Cloverfield, on aime ou on aime pas. Selon moi, mais c’est à débat, on est en plein dans le concept de la “mystery box” de JJ. Abrams, à savoir qu’il y a un mystère global (une attaque) qu’on ignore dans un premier temps pour se concentrer sur l’histoire de quelques personnages. Le concept est conservé pour la suite avec 10 Cloverfield Lane qui est cette fois-ci un huis clos prenant cadre dans le contexte d’une potentielle attaque : là aussi le mystère reste en fond. Mais à la différence de sa “mystery box” classique utilisée dans les séries qu’il produit, ici le mystère ne fait pas la trame du film, on peut donc en dévoiler une partie à la fin du film sans décevoir le spectateur.

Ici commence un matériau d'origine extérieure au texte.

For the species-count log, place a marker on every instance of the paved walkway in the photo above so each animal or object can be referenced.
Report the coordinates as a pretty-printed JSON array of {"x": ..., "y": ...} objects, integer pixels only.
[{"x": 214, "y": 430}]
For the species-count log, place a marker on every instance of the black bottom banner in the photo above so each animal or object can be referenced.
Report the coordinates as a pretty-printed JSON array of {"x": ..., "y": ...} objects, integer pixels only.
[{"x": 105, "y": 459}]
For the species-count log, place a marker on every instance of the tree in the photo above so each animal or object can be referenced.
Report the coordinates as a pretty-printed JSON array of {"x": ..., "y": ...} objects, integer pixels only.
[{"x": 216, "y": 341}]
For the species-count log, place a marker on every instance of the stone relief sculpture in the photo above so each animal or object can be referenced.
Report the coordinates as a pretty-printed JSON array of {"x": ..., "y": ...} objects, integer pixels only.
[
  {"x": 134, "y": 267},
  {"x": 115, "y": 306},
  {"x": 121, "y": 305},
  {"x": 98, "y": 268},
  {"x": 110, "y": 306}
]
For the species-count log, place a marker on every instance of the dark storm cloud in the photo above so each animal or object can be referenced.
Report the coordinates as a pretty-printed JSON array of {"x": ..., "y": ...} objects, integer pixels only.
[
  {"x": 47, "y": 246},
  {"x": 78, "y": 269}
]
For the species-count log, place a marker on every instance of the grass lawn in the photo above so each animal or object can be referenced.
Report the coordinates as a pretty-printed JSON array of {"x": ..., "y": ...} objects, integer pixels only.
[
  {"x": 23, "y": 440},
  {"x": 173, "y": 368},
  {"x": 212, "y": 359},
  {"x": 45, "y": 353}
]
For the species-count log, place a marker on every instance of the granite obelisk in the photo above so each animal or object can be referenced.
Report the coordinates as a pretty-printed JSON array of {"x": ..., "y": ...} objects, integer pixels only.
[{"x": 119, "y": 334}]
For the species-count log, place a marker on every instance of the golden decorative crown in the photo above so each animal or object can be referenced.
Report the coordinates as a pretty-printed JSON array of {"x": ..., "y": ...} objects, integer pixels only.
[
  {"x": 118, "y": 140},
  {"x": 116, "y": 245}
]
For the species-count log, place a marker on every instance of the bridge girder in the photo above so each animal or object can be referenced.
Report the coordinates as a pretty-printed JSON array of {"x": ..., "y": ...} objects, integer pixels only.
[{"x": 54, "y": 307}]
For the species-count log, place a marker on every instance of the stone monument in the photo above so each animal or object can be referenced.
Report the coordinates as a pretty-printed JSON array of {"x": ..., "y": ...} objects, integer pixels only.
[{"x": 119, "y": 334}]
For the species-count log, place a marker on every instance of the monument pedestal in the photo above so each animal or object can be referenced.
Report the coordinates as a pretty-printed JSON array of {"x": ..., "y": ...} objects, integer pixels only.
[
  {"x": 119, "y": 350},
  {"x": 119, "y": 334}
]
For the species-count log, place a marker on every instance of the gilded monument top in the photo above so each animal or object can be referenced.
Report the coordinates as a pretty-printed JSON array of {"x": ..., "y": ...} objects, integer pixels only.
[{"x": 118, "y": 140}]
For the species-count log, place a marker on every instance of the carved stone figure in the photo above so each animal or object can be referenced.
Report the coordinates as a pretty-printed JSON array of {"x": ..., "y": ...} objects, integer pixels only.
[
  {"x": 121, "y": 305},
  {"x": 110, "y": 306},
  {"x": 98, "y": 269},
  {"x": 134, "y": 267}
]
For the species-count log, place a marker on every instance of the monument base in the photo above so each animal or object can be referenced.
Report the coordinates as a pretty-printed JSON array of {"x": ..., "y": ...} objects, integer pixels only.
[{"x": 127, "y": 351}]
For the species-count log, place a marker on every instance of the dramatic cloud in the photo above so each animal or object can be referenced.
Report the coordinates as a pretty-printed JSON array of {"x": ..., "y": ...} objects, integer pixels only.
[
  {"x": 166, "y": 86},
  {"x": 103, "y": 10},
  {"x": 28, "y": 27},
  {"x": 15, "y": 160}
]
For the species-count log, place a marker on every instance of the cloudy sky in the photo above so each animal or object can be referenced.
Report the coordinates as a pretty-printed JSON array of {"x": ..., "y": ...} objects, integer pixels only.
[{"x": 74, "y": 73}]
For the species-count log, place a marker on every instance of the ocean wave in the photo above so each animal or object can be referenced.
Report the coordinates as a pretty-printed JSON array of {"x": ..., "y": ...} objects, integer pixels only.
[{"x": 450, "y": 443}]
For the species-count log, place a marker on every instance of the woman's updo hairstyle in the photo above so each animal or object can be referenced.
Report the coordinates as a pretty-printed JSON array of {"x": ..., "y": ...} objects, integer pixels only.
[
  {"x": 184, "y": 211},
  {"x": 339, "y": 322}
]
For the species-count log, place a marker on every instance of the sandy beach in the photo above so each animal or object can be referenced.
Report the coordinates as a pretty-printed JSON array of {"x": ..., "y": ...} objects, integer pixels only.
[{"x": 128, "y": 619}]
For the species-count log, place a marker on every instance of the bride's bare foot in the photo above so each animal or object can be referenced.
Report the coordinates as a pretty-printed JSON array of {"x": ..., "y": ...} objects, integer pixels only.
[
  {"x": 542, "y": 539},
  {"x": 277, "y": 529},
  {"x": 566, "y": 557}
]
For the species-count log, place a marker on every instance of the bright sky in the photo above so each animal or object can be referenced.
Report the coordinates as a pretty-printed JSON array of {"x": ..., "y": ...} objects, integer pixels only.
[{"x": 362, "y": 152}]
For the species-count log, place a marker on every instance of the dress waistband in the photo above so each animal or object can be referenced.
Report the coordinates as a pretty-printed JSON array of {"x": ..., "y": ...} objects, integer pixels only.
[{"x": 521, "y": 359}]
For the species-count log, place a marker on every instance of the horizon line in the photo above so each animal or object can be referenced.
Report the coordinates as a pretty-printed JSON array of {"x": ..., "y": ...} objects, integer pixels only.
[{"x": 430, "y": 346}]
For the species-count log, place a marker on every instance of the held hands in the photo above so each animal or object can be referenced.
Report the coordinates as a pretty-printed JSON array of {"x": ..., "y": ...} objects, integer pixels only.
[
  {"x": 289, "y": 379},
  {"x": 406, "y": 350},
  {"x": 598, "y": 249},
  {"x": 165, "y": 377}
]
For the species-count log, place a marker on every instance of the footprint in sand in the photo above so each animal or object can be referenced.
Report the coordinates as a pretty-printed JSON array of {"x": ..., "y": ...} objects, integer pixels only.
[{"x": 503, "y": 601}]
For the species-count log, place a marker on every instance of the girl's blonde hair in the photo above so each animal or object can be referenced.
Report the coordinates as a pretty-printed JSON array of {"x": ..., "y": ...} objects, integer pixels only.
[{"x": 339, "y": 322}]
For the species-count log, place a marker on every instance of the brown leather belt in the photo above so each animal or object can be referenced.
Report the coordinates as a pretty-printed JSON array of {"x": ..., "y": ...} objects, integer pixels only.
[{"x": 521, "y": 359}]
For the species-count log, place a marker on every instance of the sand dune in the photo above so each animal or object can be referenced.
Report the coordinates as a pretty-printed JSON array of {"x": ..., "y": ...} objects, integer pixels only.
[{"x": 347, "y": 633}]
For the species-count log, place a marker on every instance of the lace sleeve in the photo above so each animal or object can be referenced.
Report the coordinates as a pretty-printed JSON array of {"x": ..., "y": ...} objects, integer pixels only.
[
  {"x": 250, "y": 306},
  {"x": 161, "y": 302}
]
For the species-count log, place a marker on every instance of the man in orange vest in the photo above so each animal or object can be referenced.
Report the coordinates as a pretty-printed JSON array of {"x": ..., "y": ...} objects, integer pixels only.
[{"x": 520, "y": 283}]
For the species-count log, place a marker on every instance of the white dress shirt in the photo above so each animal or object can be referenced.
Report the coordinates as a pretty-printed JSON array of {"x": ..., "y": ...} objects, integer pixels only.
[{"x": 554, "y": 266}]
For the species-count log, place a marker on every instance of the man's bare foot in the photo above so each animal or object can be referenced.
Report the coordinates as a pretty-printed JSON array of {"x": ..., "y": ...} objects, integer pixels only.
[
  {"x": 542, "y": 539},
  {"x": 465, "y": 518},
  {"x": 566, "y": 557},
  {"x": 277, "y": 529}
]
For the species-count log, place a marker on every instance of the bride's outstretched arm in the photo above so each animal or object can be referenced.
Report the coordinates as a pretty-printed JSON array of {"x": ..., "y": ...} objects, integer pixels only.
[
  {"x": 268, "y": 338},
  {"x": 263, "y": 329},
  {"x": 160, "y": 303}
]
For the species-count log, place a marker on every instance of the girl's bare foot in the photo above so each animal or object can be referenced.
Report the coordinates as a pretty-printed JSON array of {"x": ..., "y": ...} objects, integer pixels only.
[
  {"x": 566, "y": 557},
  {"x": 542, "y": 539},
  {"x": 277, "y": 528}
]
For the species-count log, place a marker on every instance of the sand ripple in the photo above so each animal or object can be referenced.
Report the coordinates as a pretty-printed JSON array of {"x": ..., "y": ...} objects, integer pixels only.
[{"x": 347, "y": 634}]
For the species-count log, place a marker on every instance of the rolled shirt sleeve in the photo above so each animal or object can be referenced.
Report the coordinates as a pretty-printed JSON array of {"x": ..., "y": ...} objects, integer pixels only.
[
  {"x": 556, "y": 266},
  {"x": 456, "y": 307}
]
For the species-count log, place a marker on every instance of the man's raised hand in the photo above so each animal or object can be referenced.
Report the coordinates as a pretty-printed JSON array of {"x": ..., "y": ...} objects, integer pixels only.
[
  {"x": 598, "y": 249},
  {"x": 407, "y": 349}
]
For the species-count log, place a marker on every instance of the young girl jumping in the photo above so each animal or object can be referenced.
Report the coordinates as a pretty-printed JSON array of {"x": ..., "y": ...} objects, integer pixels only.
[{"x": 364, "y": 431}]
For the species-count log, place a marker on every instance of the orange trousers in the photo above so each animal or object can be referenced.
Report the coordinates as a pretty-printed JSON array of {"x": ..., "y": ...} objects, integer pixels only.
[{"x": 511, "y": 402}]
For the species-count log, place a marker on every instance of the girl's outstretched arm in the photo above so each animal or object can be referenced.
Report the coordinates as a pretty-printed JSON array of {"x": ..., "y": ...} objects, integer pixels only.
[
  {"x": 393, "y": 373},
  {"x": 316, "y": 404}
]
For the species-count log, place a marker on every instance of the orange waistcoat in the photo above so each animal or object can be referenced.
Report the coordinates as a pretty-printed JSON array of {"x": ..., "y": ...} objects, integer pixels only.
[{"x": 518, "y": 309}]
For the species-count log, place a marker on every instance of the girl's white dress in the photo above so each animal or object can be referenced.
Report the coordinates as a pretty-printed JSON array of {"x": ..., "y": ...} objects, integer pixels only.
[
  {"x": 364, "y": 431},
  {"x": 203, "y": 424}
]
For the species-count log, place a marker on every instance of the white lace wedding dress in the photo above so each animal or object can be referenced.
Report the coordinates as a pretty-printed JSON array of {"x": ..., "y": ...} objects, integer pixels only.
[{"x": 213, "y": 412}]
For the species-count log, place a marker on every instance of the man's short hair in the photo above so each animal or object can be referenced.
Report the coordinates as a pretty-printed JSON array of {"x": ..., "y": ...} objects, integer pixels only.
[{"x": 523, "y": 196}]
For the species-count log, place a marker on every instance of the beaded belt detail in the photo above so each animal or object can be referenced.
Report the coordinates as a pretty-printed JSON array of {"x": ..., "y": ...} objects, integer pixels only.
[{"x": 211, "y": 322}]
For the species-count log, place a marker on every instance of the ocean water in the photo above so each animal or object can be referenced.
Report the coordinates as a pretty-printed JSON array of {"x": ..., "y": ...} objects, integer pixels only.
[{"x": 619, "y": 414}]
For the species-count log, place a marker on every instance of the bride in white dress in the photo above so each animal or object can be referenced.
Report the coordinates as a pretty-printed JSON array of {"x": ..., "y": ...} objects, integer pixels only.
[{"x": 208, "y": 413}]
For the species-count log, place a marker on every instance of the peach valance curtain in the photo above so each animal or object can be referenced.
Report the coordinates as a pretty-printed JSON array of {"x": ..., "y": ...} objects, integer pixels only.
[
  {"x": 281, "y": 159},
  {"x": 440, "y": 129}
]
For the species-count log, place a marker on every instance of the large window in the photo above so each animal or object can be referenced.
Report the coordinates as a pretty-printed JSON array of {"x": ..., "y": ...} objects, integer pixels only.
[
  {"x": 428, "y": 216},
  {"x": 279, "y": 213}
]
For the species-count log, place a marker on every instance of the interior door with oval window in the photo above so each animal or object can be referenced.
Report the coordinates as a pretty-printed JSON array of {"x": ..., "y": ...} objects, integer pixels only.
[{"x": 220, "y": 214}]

Ceci a abouti à la naissance d’un “cloververse”, où chaque film n’est qu’une brique dans un évènement majeur. Chaque film a également la particularité de se cantonner à un genre très précis : un film d’action en fan-footage, un thriller en huis-clos, et un film de SF assez … classique ? Et oui, car le nouveau film The Cloverfield Paradox sans vouloir reprendre le huis clos va donc alterner de la manière la plus cliché possible l’histoire sur Terre et les péripétie d’un groupe d’astronaute dans l’espace.

Écriture

En terme de structure, on est assez fidèle au Cloververse :  suite à un essai d’un accélérateur de particules dans l’espace, l’équipe d’astronautes ne trouve plus la Terre, celle-ci a disparu. Par la suite des évènements étranges vont se produire. Le problème (enfin c’est subjectif) c’est que l’élément déclencheur nous est expliqué dés le début du film par un caméo de Donal Logue. Ainsi il n’y a plus réellement de mystère dans ce film de sci-fi surtout pour ceux qui auront regardé la série Fringe (également produite par JJ Abrams). Et le problème c’est qu’en plus de cette banalisation du contexte SF, le reste des évènements est beaucoup trop dans le cliché assez mal exécuté. L’alternance avec les retours sur Terre n’apporte strictement rien, les morts sont très téléphonées et les dialogues sont parfois à la limite du nanar.

C’est dommage parce qu’en soit le scénario est loin d’être débile et offre un contexte intéressant au premier Cloverfield. Avec la réserve que le monde a l’air normal dans les premiers films alors que dans celui-ci il est au bord d’une crise mondiale en raison d’une pénurie d’énergie (qui nous guette réellement). Ceci-dit ce contexte donne des arguments au comportement de John Goodman dans 10 Cloverfield Lane sauf que la peur venait surtout de son étrangeté et de sa paranoïa, c’était donc une des choses qu’il aurait mieux fallu éviter de justifier.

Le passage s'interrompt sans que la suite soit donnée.